THUMP: O termo “música experimental” pode ter muitas interpretações. Qual a interpretação dada pelo FIME?
Natacha Maurer: Para nós o termo funciona como um aglutinador de diversas práticas atuais que acabam conversando entre si sob o nome "experimental". Por exemplo, no FIME é possível assistir apresentações de noise, improvisação, música contemporânea, arte sonora, além de apresentações que envolvem práticas ligadas à luteria experimental e alteração de instrumentos já existentes (como no caso do chileno Claudio Merlet, com seu "Saltério Extendido"), performance (como no caso da apresentação "Xok"). Em todas essas apresentações é possível perceber que há uma experimentação seja ela sonora, na forma ou no conceito. O termo é de fato bem amplo, e acho que esse é o grande lance de mantê-lo no nome do festival. Com isso, podemos montar um festival com propostas esteticamente muito diversas, mas em que todas estão ligadas a práticas que envolvem experimentação, cada uma a seu modo.

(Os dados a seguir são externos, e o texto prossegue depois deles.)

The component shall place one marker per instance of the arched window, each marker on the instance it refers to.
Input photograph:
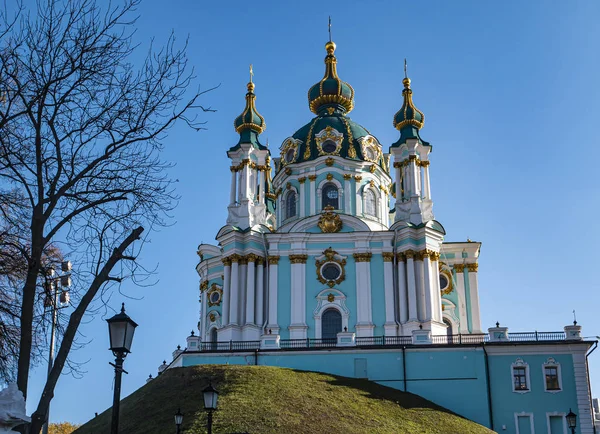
(331, 323)
(370, 203)
(290, 205)
(330, 196)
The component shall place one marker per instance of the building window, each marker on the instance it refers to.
(330, 196)
(520, 376)
(290, 205)
(552, 377)
(331, 324)
(370, 203)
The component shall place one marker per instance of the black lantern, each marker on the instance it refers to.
(572, 421)
(121, 329)
(211, 397)
(178, 420)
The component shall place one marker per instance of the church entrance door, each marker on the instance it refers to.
(331, 323)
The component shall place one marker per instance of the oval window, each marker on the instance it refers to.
(331, 271)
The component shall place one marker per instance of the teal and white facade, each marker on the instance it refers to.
(331, 260)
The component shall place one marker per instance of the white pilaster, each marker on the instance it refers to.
(390, 326)
(474, 294)
(273, 265)
(298, 325)
(364, 325)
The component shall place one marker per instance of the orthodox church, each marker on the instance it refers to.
(331, 260)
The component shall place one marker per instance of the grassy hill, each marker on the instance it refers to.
(262, 399)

O chileno Claudio Merlet. Foto: Divulgação

Quais dificuldades vocês encontram para realizar o FIME numa cidade como São Paulo? A mudança de gestão afetou em algo a organização do evento do ano passado pra cá?
Neste ano não contamos com apoio da Secretaria Estadual de Cultura (via ProAC), o que dificultou muito a realização do FIME (a maior parte da verba das edições anteriores veio disso). Então, dada a falta de verba, nessa edição foi tudo um pouco mais difícil. Sim, a mudança de gestão também teve um impacto, dado que ela implicou (dentre diversas outras coisas que talvez não caiba mencionar agora) na mudança drástica do quadro de pessoas que trabalham nos principais equipamentos culturais da cidade, incluindo diversos com os quais temos mantido parceria. Na prática, tivemos que mudar o cronograma e a data de realização do festival (que foi em julho nos anos anteriores e esse ano ocorre em novembro) para lidar de algum modo com isso. O que percebemos, também, é que as instituições se tornaram um tanto mais burocratizadas, o que dificulta o andamento e organização de um festival.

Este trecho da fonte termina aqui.